W3C home > Mailing lists > Public > public-qt-comments@w3.org > September 2016

[Bug 29752] [XSLT30]two accumulator examples using count(tokenize(., '\s+')) respectively count(tokenize(., '\W+')) to count words give odd results

From: <bugzilla@jessica.w3.org>
Date: Fri, 30 Sep 2016 10:00:38 +0000
To: public-qt-comments@w3.org
Message-ID: <bug-29752-523-H5Q9xlqJ3s@http.www.w3.org/Bugs/Public/>
https://www.w3.org/Bugs/Public/show_bug.cgi?id=29752

--- Comment #1 from Michael Kay <mike@saxonica.com> ---
Thanks for pointing this out and sorry for the delay in responding.

There seem to be two things wrong with count(tokenize(., '\W+'))
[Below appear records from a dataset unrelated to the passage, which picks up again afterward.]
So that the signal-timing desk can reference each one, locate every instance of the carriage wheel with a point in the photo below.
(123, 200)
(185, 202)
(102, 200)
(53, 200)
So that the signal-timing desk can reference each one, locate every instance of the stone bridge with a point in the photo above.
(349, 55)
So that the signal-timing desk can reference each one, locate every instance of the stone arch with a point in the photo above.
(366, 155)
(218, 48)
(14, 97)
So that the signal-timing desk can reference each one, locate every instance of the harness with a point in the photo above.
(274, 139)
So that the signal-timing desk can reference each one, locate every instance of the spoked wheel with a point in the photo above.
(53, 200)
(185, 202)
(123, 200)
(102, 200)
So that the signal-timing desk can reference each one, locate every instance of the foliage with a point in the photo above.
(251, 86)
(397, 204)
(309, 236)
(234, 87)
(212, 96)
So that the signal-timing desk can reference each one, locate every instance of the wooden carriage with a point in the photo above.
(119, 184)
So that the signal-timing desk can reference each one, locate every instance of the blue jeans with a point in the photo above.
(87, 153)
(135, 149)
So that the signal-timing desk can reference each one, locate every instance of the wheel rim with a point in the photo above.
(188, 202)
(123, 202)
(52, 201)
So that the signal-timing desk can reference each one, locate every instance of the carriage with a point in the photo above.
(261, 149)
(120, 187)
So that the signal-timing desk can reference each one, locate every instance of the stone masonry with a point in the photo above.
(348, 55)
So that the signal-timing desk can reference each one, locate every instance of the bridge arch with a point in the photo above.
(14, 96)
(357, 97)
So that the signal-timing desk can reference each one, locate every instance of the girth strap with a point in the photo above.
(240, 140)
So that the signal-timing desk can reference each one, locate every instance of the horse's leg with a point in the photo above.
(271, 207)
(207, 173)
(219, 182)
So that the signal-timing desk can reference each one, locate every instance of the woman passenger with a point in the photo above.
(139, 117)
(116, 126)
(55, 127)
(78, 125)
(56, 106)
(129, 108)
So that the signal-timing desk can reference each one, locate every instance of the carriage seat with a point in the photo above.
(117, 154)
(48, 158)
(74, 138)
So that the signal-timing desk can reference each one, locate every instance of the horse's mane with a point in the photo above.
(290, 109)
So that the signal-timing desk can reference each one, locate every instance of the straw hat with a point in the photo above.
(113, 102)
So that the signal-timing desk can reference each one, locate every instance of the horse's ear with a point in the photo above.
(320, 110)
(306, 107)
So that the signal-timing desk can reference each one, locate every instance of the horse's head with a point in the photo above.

(a) it counts 1 for a whitespace text node

(b) for other text nodes, it gives a count that is 1 too high.

One solution would simply to be to subtract 1 from the count.

I'm inclined though to use the new XPath 3.1 tokenize#1

<xsl:accumulator-rule match="text()" 
         select="$value + count(tokenize(.))"/>

which gives the correct answer 14 (whether or not we strip whitespace text
nodes) without making the example a lot more complicated.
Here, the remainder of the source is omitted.